# polynomial Inequalities

• Oct 4th 2013, 07:30 AM
darkangel06
polynomial Inequalities
The function s(t)= -1/2gt2 +v0t +So can be used to calculate s, the height above a planet's surface in meters, where g is the acceleration due to gravity t is the time in seconds,Vo is the initial velocity in meters per second and so is the initial height in meters.

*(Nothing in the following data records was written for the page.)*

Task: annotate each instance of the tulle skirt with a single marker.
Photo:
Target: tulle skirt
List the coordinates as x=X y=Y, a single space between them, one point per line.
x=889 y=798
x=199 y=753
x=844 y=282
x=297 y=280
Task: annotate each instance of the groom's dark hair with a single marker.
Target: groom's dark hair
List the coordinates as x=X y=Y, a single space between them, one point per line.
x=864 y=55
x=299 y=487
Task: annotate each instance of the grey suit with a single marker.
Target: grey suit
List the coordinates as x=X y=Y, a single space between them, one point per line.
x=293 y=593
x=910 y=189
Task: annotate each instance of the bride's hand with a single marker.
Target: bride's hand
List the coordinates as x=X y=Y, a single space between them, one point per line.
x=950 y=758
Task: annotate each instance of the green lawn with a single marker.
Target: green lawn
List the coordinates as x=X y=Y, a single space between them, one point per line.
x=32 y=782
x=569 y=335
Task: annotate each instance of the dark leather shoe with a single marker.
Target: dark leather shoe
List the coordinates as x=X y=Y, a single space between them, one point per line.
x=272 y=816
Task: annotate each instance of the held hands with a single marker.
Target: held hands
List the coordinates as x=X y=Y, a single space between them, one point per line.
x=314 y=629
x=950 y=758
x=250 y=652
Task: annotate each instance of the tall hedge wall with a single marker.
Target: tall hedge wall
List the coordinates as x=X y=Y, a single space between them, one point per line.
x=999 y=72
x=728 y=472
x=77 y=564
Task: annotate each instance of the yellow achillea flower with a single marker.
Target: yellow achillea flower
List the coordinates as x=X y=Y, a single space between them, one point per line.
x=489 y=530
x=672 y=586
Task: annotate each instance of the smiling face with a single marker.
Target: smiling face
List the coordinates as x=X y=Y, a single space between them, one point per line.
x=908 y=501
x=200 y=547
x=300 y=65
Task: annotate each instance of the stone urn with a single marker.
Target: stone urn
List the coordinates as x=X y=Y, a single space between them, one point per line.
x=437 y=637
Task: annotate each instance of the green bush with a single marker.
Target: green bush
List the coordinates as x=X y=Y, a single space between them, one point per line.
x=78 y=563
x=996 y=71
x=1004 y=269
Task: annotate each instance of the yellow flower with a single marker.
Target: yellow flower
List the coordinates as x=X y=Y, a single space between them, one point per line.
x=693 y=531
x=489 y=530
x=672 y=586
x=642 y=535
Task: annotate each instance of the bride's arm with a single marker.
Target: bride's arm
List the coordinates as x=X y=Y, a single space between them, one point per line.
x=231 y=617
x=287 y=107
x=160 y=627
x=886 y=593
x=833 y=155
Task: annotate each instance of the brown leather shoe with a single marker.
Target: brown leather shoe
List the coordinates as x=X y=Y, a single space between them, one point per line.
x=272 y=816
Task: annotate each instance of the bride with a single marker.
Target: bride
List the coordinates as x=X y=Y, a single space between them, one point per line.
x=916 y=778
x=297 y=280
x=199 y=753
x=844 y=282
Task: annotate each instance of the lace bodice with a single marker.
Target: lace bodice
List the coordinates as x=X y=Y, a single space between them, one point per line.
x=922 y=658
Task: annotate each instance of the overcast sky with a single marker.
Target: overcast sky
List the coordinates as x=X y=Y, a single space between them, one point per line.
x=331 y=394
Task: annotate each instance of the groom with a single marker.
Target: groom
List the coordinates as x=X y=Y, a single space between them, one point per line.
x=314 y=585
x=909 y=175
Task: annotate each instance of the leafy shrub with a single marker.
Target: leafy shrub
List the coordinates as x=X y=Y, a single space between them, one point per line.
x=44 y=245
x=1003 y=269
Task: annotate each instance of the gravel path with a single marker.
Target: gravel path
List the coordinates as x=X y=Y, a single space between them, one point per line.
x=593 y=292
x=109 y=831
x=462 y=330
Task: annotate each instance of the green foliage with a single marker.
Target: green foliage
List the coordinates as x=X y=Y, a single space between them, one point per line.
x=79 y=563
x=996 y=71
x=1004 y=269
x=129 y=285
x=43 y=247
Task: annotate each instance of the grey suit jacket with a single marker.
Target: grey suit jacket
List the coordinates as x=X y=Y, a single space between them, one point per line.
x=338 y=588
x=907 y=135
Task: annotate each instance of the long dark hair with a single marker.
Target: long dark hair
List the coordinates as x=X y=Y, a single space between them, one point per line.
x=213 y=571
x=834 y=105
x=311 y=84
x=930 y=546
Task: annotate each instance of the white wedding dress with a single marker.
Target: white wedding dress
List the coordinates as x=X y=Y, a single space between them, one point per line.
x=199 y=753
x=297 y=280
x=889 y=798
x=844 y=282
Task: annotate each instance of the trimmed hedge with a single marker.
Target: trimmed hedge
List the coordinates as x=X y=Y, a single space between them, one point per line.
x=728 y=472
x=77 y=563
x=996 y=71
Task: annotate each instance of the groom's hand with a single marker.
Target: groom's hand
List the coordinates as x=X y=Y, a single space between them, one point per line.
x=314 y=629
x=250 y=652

The acceleration due to gravity on mars is g=-3.92 m/s2. Find to two decimal places how long it takes an object to hit the surface of mars if the object is dropped from 1000m above the surface.
• Oct 4th 2013, 07:42 AM
ebaines
Re: polynomial Inequalities
I don't understand why you titled this thread "polynomial inequalities." From the data you have been given you have $s=0m,\ v_o=0 m/s, \ s_0=2000m$. So the formula becomes:

$0m = -\frac 1 2 (3.92\frac m {s^2} ) t^2 + 0t +1000m$

Rearrange and solve for t.
• Oct 4th 2013, 07:55 AM
darkangel06
Re: polynomial Inequalities
because thats what it is :/
• Oct 4th 2013, 07:59 AM
darkangel06
Re: polynomial Inequalities
Ok if i solve this using the quadratic formula it is unsolvable
• Oct 4th 2013, 08:07 AM
ebaines
Re: polynomial Inequalities
Quote:

Originally Posted by darkangel06
Ok if i solve this using the quadratic formula it is unsolvable

This is simpler than you think, and it's not an inequality:

$0 = - \frac 1 2 (3.92 \frac m {s^2})t^2 +1000$

$\frac 1 2 (3.92 \frac m {s^2})t^2 = 1000$

$t^2 = \frac { 1000 m} {\frac 1 2 (3.92 \frac m {s^2})}$

$t = \sqrt {\frac {2 (1000m)}{3.92 \frac m {s^2}}}$

You can use the quadratic formula if you want to find the roots of $at^2 +bt+c = 0$, where $a= - \frac 1 2 (3.92), \ b=0,\ c = 1000$. Don't forget that minus sign in the 'a' coefficient!
• Oct 4th 2013, 08:42 AM
darkangel06
Re: polynomial Inequalities
well g= -3.92 not +3.92
• Oct 4th 2013, 10:26 AM
votan
Re: polynomial Inequalities
Quote:

Originally Posted by darkangel06
well g= -3.92 not +3.92

if a is acceleration, you would write s = at^2
if the acceleration is negatinve, as in the gravity, a = -3.92.